The very mention of diamond evokes fantasies of fabulous riches and dreams of love and power. Up to the Middle Ages they were so rare and expensive that only royalty could afford diamonds. But in modern times even ordinary people are able to possess a few, thanks to the discovery of numerous diamond deposits elsewhere on the planet plus high, albeit controlled, production.
Diamonds were discovered in India by the 4th century BCE. In addition to the diamond legends, India yielded many legendary diamonds, including the Koh-i-Noor, the Orlov, the Hope, and the Sancy. Today the Majhgawan pipe, a primary source near Panna, is the India’s only producing diamond source.
At one time, India appears to have been the only source of this valuable gem until about the early eighteenth century when diamonds were discovered in Borneo and later elsewhere, such as in South Africa and Russia. Although ancient Sanskrit texts mention several areas where diamonds were found, verifiable historical records are available for only a few deposits. Mining activities in southern India – which in its time was the leading producer of this gem and had yielded some of the most famous stones in history – gradually declined and had become defunct by the time diamonds were discovered elsewhere in the world.

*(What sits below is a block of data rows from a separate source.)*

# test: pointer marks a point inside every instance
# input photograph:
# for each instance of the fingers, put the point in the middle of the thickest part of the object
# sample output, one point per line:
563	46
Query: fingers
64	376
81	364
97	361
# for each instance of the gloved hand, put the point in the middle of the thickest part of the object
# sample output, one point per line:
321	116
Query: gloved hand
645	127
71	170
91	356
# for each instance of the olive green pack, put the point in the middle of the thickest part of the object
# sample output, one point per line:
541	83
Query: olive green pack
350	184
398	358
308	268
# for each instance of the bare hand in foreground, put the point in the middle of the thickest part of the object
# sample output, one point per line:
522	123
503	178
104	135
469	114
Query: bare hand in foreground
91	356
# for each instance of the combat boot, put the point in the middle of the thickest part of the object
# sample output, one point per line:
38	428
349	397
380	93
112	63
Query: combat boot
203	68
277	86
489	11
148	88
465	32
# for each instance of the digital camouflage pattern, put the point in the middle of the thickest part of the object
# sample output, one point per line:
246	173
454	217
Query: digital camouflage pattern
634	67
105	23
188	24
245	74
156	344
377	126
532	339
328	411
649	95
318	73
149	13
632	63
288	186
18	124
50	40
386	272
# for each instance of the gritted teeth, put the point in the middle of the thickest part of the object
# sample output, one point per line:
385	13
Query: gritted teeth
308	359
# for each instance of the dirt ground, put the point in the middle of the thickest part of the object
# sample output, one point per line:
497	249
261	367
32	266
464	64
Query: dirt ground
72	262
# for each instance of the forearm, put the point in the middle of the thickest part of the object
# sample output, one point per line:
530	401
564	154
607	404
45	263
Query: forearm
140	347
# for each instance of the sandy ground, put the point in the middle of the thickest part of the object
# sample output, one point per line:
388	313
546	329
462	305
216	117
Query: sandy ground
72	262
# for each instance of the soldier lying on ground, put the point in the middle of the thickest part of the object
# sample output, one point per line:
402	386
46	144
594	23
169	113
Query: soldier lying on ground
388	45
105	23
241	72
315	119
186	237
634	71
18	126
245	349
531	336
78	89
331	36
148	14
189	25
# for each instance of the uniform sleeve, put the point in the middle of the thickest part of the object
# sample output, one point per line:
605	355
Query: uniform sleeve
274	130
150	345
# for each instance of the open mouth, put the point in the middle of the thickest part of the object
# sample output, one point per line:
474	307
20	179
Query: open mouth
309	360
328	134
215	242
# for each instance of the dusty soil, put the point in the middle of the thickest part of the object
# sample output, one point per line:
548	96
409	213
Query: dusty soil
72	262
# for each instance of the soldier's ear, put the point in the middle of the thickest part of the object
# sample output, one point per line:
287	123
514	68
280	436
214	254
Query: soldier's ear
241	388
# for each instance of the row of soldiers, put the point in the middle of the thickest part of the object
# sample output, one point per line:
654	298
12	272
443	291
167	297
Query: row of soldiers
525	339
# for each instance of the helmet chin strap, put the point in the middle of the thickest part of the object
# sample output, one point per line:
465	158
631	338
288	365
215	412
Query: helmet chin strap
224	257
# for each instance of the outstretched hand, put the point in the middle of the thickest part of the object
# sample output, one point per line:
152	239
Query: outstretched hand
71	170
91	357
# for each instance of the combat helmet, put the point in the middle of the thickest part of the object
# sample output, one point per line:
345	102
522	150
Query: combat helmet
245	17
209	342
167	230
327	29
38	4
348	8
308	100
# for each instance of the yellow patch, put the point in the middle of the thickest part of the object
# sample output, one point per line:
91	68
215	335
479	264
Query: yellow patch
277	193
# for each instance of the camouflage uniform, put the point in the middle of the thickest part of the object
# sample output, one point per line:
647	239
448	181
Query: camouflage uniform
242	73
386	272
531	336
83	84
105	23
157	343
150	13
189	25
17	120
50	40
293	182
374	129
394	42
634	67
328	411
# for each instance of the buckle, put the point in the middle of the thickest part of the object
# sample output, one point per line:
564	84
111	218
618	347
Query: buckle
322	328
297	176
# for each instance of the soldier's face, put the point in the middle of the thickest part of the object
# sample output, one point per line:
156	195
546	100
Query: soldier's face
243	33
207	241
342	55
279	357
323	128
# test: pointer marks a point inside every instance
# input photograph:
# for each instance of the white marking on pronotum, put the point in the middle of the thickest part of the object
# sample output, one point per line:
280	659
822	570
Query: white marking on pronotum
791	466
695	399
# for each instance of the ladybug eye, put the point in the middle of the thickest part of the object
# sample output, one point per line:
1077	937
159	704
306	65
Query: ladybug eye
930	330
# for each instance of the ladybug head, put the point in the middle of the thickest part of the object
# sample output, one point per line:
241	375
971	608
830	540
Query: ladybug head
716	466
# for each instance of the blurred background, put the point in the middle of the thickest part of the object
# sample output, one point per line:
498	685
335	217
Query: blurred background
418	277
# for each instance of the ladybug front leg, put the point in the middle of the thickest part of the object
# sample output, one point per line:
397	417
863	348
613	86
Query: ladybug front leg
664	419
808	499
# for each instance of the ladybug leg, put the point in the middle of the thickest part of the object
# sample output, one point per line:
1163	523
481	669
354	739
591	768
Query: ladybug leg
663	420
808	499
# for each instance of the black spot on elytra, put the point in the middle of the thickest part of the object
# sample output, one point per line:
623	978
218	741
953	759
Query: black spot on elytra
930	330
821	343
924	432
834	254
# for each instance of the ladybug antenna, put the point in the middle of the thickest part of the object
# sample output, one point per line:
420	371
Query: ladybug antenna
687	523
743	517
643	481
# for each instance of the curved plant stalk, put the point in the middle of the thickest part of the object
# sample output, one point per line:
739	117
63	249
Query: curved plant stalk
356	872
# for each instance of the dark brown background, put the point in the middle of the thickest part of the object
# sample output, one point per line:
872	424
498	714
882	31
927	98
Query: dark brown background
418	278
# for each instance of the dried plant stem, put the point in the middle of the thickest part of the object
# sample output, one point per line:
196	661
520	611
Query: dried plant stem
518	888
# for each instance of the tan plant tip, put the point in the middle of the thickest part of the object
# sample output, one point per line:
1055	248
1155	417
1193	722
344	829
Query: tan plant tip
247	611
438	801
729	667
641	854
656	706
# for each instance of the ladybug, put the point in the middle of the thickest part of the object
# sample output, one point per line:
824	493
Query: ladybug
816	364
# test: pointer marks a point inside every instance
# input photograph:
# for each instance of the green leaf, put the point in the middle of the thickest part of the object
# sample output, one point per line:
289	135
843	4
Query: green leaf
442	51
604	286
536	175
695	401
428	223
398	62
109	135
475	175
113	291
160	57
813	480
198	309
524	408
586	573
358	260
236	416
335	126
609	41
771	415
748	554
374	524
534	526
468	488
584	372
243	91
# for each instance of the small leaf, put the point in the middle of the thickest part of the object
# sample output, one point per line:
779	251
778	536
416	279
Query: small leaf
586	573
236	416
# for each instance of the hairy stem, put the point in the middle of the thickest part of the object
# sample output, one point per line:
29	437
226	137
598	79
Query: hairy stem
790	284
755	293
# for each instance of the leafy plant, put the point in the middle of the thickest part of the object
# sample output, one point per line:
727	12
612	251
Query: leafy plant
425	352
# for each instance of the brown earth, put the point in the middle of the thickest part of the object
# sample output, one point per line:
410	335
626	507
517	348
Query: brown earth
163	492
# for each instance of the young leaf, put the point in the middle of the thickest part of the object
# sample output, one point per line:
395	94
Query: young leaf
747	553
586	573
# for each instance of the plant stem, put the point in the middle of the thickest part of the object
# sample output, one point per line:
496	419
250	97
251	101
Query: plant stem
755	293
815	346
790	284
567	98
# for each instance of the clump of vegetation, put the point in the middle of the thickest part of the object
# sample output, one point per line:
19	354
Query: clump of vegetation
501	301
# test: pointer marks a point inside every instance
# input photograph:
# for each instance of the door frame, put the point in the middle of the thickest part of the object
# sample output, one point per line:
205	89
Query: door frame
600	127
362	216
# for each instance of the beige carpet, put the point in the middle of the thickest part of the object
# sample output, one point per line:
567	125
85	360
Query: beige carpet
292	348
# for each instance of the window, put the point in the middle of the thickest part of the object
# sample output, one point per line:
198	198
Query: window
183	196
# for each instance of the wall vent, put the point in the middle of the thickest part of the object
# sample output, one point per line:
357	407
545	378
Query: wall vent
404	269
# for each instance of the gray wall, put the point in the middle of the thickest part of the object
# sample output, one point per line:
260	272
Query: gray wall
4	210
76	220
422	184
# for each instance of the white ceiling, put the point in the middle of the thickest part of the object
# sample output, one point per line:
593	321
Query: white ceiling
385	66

The 1867 discovery of diamonds in the Cape Colony, now a province in South Africa, changed forever the supply and marketing of diamonds. As annual world diamond production increased exponentially, a once extremely rare material became more accessible to Western society with its growing wealth, science learned that diamonds came from volcanoes, and everyone learned of Cecil John Rhodes, Barney Barnato, Kimberley, and De Beers. Today South Africa maintains its position as a major diamond producer. If not for the controlled production and distribution of the South African diamond mines, diamonds could have been easily devalued and lost much the mystique they hold for us today.